We’re talking about peeing and I know I am not the only one who has this problem

There are many good things about being a Woman of a Certain Age. I have reached the age of I just don’t care anymore, the age of whatever, the age of no I am not moving aside so you don’t have to watch where you are going, the age of nope I am not ashamed to admit that I would rather be by myself reading a book than be with most of the world’s population (my wonderful friends and family excepted of course, although it depends on the book), the age of why did I waste so much of my youth worrying about losing weight when 1. I looked great and 2. I should have been worrying about smashing the patriarchy.

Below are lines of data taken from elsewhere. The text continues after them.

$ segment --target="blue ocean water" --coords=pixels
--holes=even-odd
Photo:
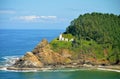
[[[43,39],[49,42],[64,30],[0,30],[0,66],[31,51]],[[120,79],[120,73],[100,70],[65,69],[51,71],[0,70],[0,79]]]

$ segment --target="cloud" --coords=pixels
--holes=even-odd
[[[0,14],[15,14],[16,12],[13,10],[0,10]]]
[[[38,15],[27,15],[27,16],[16,16],[10,18],[13,22],[34,22],[34,23],[63,23],[63,22],[69,22],[68,18],[60,18],[57,16],[38,16]]]
[[[39,21],[39,20],[52,20],[57,19],[57,16],[17,16],[14,17],[15,20],[23,20],[23,21]]]

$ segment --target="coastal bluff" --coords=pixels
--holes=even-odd
[[[72,60],[51,49],[46,39],[43,39],[31,52],[27,52],[22,58],[17,60],[15,68],[42,68],[46,66],[65,65]]]

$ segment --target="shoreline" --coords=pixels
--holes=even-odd
[[[91,66],[91,65],[79,65],[79,66],[59,66],[59,67],[41,67],[41,68],[16,68],[16,67],[0,67],[0,70],[8,71],[49,71],[49,70],[62,70],[62,69],[97,69],[102,71],[113,71],[120,73],[120,66]]]

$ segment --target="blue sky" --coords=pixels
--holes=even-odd
[[[65,29],[80,14],[120,15],[120,0],[0,0],[0,29]]]

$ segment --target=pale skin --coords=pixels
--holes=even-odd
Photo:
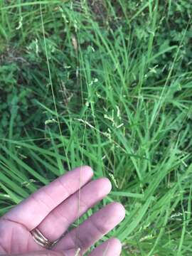
[[[74,221],[99,203],[111,190],[106,178],[92,180],[92,170],[81,166],[40,188],[0,218],[0,255],[75,256],[85,252],[124,218],[119,203],[107,205],[78,228]],[[51,242],[65,234],[51,249],[36,243],[31,230],[38,228]],[[121,242],[111,238],[90,256],[119,256]]]

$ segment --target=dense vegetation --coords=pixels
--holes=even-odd
[[[88,164],[126,208],[122,255],[191,255],[190,1],[0,9],[0,215]]]

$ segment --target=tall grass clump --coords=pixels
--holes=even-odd
[[[102,203],[125,206],[107,235],[122,255],[191,255],[191,4],[4,1],[0,9],[0,214],[88,164],[112,181]]]

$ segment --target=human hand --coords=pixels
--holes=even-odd
[[[89,166],[69,171],[40,188],[2,216],[0,218],[0,255],[83,255],[91,245],[124,218],[123,206],[119,203],[112,203],[67,232],[80,215],[111,190],[107,178],[90,181],[92,175]],[[39,241],[35,241],[31,235],[36,228],[49,241],[61,238],[50,250],[47,250],[38,244]],[[120,252],[120,242],[111,238],[95,248],[90,256],[118,256]]]

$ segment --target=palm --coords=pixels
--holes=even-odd
[[[124,215],[123,207],[114,203],[105,206],[78,228],[67,232],[80,215],[103,198],[110,191],[106,178],[90,181],[92,171],[87,166],[76,169],[41,188],[0,219],[0,255],[46,250],[33,239],[37,228],[50,241],[61,237],[52,248],[66,256],[84,252]],[[81,189],[80,191],[80,188]],[[64,234],[64,235],[63,235]],[[118,240],[112,239],[90,255],[119,255]],[[39,252],[38,255],[41,255]]]

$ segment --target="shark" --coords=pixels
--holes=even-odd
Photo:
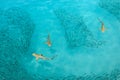
[[[53,60],[56,56],[53,56],[52,58],[48,58],[43,56],[42,54],[37,54],[37,53],[33,53],[32,56],[34,56],[36,58],[36,61],[38,61],[39,59],[42,60]]]
[[[106,30],[106,28],[105,28],[105,25],[104,25],[104,22],[103,21],[101,21],[99,18],[98,18],[98,20],[100,21],[100,23],[101,23],[101,28],[100,28],[100,30],[101,30],[101,32],[105,32],[105,30]]]
[[[50,40],[50,34],[48,34],[46,44],[47,44],[49,47],[51,47],[51,45],[52,45],[52,44],[51,44],[51,40]]]

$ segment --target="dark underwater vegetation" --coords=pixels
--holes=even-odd
[[[5,8],[0,3],[0,80],[120,80],[120,1],[98,0],[100,11],[93,14],[66,2],[31,0],[28,6]],[[44,4],[47,8],[34,8]],[[95,27],[98,13],[107,26],[115,26],[104,35]],[[44,44],[49,32],[52,47]],[[33,52],[58,56],[36,62]]]

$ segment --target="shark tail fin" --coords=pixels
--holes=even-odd
[[[55,59],[56,57],[57,57],[57,55],[53,56],[53,57],[51,58],[51,60]]]

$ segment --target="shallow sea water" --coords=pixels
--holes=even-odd
[[[119,0],[0,0],[0,80],[120,80],[119,33]]]

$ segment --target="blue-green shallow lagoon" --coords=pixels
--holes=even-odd
[[[0,80],[120,80],[119,48],[119,0],[0,0]]]

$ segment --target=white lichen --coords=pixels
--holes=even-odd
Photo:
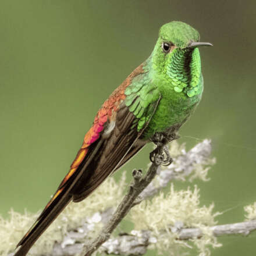
[[[131,209],[130,217],[136,230],[150,230],[153,232],[157,243],[151,247],[160,253],[168,251],[169,255],[181,255],[182,247],[191,248],[191,241],[198,249],[201,256],[208,255],[208,246],[219,246],[216,239],[209,233],[207,227],[216,222],[214,218],[220,214],[213,212],[214,204],[200,205],[199,189],[175,191],[172,184],[170,191],[165,195],[161,193],[151,201],[142,202]],[[204,236],[200,239],[181,241],[179,229],[200,227]]]
[[[38,251],[41,254],[49,253],[55,241],[63,241],[67,230],[76,229],[87,221],[89,226],[93,225],[91,236],[97,235],[102,227],[99,212],[118,204],[123,194],[122,189],[125,187],[125,173],[123,173],[118,183],[111,177],[86,200],[79,204],[70,203],[37,241],[30,255],[38,255]],[[27,211],[21,214],[10,210],[7,219],[0,216],[1,256],[6,256],[13,251],[38,215],[39,213],[32,214]],[[70,243],[72,241],[69,241],[69,243]]]
[[[244,211],[246,212],[246,218],[247,220],[256,219],[256,202],[244,207]]]

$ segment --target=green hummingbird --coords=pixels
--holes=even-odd
[[[69,172],[15,256],[25,255],[70,201],[86,198],[147,143],[165,145],[177,137],[202,96],[198,47],[212,44],[199,40],[198,31],[183,22],[161,27],[151,55],[98,112]],[[165,163],[170,162],[167,156]]]

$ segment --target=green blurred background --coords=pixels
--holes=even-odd
[[[199,182],[202,204],[226,211],[220,223],[242,221],[256,201],[255,8],[238,0],[1,0],[1,214],[43,208],[99,107],[149,56],[160,26],[177,20],[214,44],[201,49],[203,98],[179,141],[212,140],[217,164]],[[151,148],[123,169],[144,168]],[[255,255],[255,239],[221,238],[212,255]]]

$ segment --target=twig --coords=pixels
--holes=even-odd
[[[184,150],[183,150],[180,155],[175,158],[172,165],[168,168],[162,169],[159,166],[155,166],[157,170],[158,174],[155,179],[157,182],[151,182],[150,184],[145,187],[143,191],[140,194],[139,198],[137,197],[137,200],[136,200],[137,203],[155,194],[162,188],[166,186],[170,180],[175,179],[184,180],[185,177],[189,176],[194,169],[195,164],[204,165],[205,163],[208,161],[211,152],[211,141],[209,140],[204,140],[202,142],[197,144],[188,152],[186,152]],[[152,168],[152,165],[151,168]],[[154,172],[155,172],[155,170]],[[156,186],[155,184],[157,184],[157,186]],[[51,254],[49,254],[49,256],[74,255],[80,253],[82,251],[83,247],[84,246],[84,241],[87,241],[86,245],[90,244],[91,242],[91,239],[90,239],[88,234],[90,234],[90,232],[91,231],[91,223],[94,223],[94,216],[97,216],[95,219],[100,219],[99,221],[104,225],[105,225],[112,217],[113,211],[113,208],[111,208],[106,209],[106,210],[102,212],[97,212],[92,217],[87,218],[90,222],[87,222],[85,221],[81,226],[74,227],[72,230],[67,232],[62,242],[60,243],[55,243],[53,250]],[[95,223],[98,223],[98,221],[97,222]],[[118,251],[120,252],[120,254],[122,254],[122,251],[123,251],[120,247],[122,246],[120,244],[120,243],[122,239],[125,239],[126,236],[122,236],[116,239],[109,239],[106,242],[106,243],[104,243],[104,247],[105,244],[109,244],[109,246],[107,248],[106,247],[105,251],[111,250],[111,247],[115,248],[118,247],[120,247],[119,249],[118,249],[119,251]],[[128,236],[127,239],[130,239],[131,243],[130,244],[128,243],[127,247],[125,246],[125,247],[128,248],[130,246],[131,246],[131,248],[126,252],[126,254],[129,255],[130,251],[131,252],[131,254],[133,254],[131,253],[133,251],[133,249],[132,249],[131,247],[134,248],[134,250],[138,250],[138,246],[140,246],[139,244],[143,244],[141,247],[140,247],[142,250],[142,252],[144,250],[145,244],[145,242],[143,242],[144,238],[144,237],[134,237],[134,236]],[[113,243],[112,243],[112,241],[118,241],[118,245],[116,246],[115,245],[115,242]],[[132,246],[133,243],[134,243],[134,247]],[[40,254],[38,254],[38,256],[40,255]],[[139,254],[134,254],[134,255]]]
[[[216,225],[209,227],[214,236],[225,235],[247,236],[256,230],[256,220],[233,224]],[[177,231],[179,240],[200,239],[203,232],[199,228],[181,229]],[[157,243],[157,239],[148,230],[135,232],[134,234],[120,236],[109,239],[101,247],[108,254],[125,255],[141,255],[145,254],[150,244]]]
[[[225,235],[247,236],[256,230],[256,220],[233,224],[216,225],[209,227],[215,236]],[[170,228],[170,231],[173,230]],[[175,232],[178,234],[179,240],[186,240],[190,239],[200,239],[203,234],[199,228],[183,228]],[[65,247],[61,244],[56,244],[52,255],[74,255],[82,251],[83,243],[80,242],[82,234],[73,232],[70,238],[75,239],[76,242]],[[78,237],[80,237],[79,239]],[[149,230],[133,231],[131,234],[120,234],[116,238],[111,238],[105,242],[100,247],[101,253],[113,254],[118,255],[142,255],[146,253],[150,244],[158,243],[152,232]],[[39,255],[38,255],[39,256]]]
[[[103,227],[99,236],[86,248],[85,256],[90,256],[99,247],[109,239],[111,233],[130,209],[133,202],[141,191],[150,184],[157,174],[161,162],[152,163],[144,177],[142,177],[141,170],[134,170],[134,183],[130,186],[128,193],[123,198],[111,218]]]

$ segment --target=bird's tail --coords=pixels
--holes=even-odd
[[[72,195],[66,192],[64,190],[61,191],[54,200],[49,202],[48,205],[45,207],[41,215],[17,245],[17,251],[13,256],[26,255],[42,232],[71,201]],[[50,202],[51,203],[49,205]]]

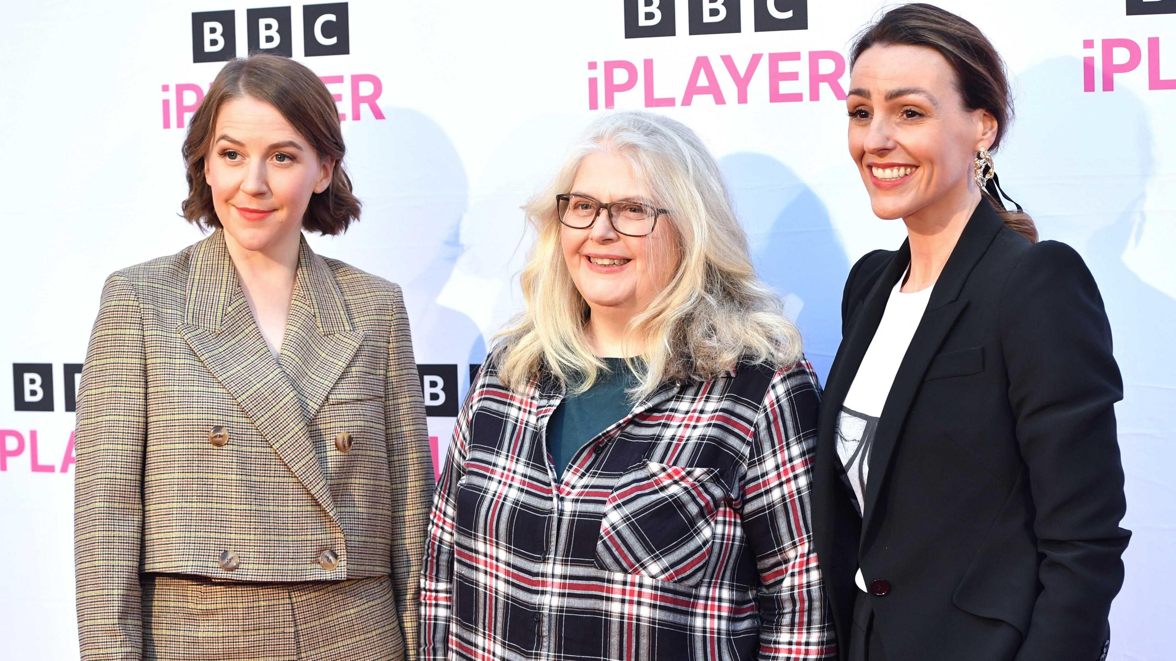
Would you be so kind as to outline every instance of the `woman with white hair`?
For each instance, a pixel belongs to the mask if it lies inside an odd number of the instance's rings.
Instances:
[[[524,208],[527,307],[457,419],[420,657],[833,656],[820,386],[714,158],[676,121],[604,115]]]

But. There are a few drawbacks.
The neck part.
And we shall speak no more of that.
The everything hurts when I wake up part.
And the what the heck is going on with my bladder part.

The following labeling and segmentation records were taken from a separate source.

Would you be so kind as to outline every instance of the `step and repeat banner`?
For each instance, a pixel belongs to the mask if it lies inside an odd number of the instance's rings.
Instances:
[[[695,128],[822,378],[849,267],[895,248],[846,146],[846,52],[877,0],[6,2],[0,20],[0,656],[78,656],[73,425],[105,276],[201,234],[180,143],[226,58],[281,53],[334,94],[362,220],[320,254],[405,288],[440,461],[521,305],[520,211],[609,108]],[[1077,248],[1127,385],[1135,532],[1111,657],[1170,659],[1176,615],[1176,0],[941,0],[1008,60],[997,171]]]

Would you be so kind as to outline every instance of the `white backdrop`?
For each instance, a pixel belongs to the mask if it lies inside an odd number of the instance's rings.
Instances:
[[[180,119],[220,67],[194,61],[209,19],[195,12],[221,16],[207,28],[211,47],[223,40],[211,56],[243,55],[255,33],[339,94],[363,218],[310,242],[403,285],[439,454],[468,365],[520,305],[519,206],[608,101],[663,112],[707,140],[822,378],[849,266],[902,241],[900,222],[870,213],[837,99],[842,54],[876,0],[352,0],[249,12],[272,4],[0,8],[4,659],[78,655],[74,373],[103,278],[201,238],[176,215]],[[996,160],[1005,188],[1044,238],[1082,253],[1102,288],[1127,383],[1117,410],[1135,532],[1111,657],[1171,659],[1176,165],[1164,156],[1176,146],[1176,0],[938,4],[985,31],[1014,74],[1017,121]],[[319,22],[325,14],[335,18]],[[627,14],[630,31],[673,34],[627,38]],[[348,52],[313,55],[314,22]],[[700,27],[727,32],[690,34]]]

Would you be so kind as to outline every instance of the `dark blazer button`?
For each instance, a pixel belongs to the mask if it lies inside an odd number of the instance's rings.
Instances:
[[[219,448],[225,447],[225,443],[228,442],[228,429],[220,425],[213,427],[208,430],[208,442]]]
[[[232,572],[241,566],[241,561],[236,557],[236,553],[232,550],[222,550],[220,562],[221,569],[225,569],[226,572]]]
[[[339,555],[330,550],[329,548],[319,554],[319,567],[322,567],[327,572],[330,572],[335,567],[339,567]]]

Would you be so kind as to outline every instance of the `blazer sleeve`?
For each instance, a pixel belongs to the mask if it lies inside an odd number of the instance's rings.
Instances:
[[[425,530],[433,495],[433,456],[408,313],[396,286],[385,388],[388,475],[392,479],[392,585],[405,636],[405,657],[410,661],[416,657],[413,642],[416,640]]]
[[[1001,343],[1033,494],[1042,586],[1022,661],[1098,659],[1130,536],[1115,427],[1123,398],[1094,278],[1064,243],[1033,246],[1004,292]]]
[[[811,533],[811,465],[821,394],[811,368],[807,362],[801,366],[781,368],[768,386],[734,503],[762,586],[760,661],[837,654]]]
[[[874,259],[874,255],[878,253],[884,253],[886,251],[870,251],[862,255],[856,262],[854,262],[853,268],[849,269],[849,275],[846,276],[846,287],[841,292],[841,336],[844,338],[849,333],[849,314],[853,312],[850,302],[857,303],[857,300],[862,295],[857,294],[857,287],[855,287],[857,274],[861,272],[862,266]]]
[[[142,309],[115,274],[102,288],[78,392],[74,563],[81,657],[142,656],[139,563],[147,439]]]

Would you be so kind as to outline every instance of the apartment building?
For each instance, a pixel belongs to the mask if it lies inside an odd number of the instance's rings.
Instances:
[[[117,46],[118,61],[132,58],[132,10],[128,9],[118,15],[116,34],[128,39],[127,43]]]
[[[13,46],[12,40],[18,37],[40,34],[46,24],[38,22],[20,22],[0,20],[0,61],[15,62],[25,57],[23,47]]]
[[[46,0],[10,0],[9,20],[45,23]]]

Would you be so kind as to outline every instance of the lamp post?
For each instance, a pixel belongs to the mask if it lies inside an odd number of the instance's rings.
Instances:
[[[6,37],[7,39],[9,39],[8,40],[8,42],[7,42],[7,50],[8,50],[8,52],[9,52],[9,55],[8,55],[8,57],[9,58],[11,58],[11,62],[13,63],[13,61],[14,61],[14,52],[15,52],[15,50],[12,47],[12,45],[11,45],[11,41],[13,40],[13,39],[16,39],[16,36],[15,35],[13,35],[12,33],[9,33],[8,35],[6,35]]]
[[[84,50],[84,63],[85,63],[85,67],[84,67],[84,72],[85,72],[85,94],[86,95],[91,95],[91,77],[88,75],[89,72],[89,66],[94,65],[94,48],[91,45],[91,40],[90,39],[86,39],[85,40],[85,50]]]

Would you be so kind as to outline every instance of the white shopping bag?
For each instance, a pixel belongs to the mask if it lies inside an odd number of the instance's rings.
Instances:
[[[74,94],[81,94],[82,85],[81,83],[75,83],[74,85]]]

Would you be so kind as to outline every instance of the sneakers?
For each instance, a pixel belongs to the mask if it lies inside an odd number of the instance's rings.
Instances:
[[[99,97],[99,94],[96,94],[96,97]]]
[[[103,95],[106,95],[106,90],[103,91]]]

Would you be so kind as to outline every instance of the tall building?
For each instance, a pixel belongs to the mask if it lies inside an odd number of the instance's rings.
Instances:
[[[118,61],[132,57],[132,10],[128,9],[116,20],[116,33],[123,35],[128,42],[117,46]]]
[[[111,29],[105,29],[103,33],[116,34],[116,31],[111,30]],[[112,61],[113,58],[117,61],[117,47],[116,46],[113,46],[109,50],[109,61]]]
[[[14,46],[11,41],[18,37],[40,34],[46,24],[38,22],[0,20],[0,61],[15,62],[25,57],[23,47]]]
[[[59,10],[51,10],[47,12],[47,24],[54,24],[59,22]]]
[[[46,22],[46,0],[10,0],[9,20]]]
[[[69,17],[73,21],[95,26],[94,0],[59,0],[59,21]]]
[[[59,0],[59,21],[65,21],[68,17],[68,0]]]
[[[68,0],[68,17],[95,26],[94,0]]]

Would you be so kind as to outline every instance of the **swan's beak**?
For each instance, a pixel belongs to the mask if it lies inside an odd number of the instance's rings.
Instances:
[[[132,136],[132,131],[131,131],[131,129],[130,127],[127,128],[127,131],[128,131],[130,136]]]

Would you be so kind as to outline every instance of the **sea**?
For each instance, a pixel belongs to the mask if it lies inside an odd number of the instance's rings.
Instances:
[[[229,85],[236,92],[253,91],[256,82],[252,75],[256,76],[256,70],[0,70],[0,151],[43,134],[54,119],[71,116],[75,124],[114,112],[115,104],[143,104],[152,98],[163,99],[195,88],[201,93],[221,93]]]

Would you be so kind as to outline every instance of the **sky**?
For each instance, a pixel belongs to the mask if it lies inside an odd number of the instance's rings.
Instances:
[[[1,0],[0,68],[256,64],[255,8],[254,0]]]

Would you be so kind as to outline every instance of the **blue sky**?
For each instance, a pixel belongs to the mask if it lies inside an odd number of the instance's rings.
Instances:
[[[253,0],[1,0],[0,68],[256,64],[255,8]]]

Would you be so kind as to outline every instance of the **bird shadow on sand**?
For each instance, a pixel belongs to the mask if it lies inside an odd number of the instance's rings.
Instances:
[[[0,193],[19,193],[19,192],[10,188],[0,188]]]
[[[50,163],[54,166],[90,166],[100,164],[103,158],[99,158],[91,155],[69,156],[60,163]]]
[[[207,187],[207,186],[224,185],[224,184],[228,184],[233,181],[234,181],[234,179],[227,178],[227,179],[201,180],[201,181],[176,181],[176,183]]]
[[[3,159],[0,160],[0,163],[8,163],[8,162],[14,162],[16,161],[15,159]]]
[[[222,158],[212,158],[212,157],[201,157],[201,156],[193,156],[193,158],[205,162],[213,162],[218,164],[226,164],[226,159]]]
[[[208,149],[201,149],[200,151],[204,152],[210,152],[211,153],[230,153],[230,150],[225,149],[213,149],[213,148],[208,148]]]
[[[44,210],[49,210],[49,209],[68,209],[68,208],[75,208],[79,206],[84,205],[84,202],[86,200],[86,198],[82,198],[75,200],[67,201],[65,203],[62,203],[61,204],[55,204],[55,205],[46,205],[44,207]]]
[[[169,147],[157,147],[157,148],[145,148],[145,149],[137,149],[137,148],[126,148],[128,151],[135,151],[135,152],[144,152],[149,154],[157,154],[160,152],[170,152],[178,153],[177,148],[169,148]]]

I would ask my doctor about this, but I have a $5,000 deductible and I can’t get anyone to tell me how much it costs for an office visit – not the doctor’s office, not the hospital he works for.
Ah, the hospital. You can send them an email request for price information. But they will not email you back with a price. They call you. And if you can’t take the call, you, I suppose, as I did not do this, call them back and there is this infinite recursion of phone calls that may someday end up with an actual conversation where no information of any value is shared, like – the price. Or, if that information is divulged, there is no way to prove it later.
Because I can’t ask my doctor, I will ask you guys. I don’t think I am alone. Am I? Is this just me? Or is this yet another glorious benefit of middle age?
When did my bladder become so sensitive that I not only think about it but cater to it?
I have learned to drink lots and lots of water because apparently, when urine is too concentrated, it irritates the bladder.
I guess there is nothing wrong with lots of water, except I was in an all-day meeting at work this week. This guy who used to be a reporter for Europe’s biggest newspaper was giving us a seminar on storytelling and it was amazing and I didn’t want to miss one second of it, but when you drink lots of water, you also have to get rid of lots of water. How to time the bathroom breaks?
I have learned to endure headaches and any other kind of ache without medication because guess what? If I take a pill, two days later, as it is leaving my body, I feel as if I have a UTI. Even though I don’t have a UTI. Which took me a while to figure out.
And then last, I have learned that although drinking water is necessary, it’s better not to drink it before bed. If I do drink it at night, my body will turn on me and release that water in one-tablespoon increments at one-hour intervals throughout the night.
I spend most of my night in very bad, intense dreams and suspect that a fire might not wake me, but a tiny amount of urine that could have waited SEVEN HOURS is the signal that puts my body on DEFCON 1.
Is it just me? Or do I have a sisterhood out there?